誰でも保健所や動物保護センターなどに持ち込まれた犬や猫の命を安易に断つことについては反対で,現場で対応している獣医師もこの現実にはとても心を痛めています。
行政の努力もあって,平成23年度の犬・猫の殺処分数は174,742頭と平成16年度の殺処分数394,799頭に比べると,半分以下になっていますが,今だに多くの犬や猫が処分されているのが現実です。ただ,環境省のデータをみていただくと分かりますが,最近の犬・猫の返還・譲渡数は飛躍的に増えています。この数字には,飼い主の元に無事戻った動物も含まれていますが,行政やボランティア団体などの連携により,幼齢や他の飼い主にも飼うことのできる健常な個体が多く含まれています。
(環境省自然環境局 統計資料: 犬・猫の引取り及び負傷動物の収容状況)
ただ,残念なことに,老齢であったり,病気やひどい怪我,性格に問題ある個体(かみ癖など)など,どうしても譲渡に向かないと判断された動物は処分されています。処分頭数の多くは,こういった犬や猫を反映しています。
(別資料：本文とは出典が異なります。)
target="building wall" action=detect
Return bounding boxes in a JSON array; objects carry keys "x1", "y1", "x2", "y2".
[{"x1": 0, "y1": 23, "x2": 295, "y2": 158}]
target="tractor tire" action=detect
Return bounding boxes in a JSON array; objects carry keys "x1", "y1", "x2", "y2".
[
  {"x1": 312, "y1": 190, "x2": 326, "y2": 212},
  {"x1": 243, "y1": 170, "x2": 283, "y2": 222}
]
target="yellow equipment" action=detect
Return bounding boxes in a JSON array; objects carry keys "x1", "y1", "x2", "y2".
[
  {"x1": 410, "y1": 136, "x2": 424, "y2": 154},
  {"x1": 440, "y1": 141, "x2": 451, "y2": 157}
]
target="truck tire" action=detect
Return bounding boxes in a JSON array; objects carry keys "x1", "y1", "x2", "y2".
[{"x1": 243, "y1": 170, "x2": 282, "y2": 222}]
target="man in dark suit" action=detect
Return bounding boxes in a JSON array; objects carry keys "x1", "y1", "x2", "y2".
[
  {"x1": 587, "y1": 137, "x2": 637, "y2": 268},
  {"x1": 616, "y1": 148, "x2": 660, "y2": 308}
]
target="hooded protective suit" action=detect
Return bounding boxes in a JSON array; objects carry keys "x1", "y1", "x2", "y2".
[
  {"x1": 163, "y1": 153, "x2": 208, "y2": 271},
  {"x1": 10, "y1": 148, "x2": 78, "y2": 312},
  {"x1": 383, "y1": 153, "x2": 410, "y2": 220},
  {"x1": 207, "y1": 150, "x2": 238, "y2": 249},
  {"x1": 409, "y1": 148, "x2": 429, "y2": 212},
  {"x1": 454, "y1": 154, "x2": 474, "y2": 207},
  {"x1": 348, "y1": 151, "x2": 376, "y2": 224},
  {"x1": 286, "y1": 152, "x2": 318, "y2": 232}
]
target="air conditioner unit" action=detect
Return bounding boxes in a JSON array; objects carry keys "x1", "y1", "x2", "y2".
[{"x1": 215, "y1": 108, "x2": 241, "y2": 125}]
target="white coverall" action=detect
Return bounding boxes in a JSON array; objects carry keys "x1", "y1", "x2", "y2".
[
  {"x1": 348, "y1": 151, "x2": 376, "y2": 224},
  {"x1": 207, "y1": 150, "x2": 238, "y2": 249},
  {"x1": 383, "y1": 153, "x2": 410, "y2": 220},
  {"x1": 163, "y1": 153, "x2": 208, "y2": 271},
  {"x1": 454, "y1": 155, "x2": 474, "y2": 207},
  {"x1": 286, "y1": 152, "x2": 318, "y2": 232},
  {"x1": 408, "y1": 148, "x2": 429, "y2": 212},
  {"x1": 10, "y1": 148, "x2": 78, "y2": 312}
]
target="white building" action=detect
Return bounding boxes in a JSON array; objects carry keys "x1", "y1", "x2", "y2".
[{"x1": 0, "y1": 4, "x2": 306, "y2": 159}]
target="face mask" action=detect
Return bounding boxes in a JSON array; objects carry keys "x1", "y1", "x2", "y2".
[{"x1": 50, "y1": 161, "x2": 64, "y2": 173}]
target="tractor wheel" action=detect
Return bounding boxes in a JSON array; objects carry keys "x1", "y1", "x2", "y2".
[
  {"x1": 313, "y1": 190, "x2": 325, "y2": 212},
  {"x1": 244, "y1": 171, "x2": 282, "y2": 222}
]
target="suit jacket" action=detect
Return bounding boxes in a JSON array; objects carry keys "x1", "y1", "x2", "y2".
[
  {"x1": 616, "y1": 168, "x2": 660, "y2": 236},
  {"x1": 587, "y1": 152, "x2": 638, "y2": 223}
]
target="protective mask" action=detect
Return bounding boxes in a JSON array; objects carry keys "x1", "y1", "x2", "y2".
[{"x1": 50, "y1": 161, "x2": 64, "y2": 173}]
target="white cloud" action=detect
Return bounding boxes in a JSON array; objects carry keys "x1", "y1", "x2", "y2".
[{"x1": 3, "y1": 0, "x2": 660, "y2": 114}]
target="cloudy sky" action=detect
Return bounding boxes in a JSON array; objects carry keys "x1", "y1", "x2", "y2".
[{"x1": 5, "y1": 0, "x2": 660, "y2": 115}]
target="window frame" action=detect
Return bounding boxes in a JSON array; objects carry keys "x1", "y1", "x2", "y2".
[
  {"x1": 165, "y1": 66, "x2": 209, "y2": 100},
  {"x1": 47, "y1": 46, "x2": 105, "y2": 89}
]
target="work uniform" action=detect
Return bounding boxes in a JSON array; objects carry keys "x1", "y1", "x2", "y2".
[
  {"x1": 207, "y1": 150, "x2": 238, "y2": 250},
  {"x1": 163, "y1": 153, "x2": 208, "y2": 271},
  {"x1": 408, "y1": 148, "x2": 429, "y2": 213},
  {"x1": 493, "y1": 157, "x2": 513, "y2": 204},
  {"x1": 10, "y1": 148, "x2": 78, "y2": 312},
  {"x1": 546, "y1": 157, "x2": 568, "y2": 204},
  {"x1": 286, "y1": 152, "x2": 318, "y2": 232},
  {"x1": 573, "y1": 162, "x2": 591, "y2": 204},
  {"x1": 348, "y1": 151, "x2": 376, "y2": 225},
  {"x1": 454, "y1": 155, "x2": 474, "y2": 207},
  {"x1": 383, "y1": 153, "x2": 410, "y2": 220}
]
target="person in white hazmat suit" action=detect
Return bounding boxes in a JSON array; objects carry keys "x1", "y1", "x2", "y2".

また,臓器移植に関しては,人間でも同様ですが免疫が深く関わっていますので,猫同士あるいは犬同士であっても安易に行うことは難しいと思います。ただ,一時的な輸血などは行われることがあります。また,ドナーとなる個体も健全であることが保証されていないと,移植することは難しいと思います。保護された犬・猫の過去の背景は分かりませんし,先ほど述べたように,処分される動物は老齢や病気のものが多いので,臓器移植には向かない個体がほとんどです。また,このような動物を用いて臓器移植を行っている動物病院はありません。
私も,一日も早く犬や猫の処分数がゼロになる日が来ることを祈っています。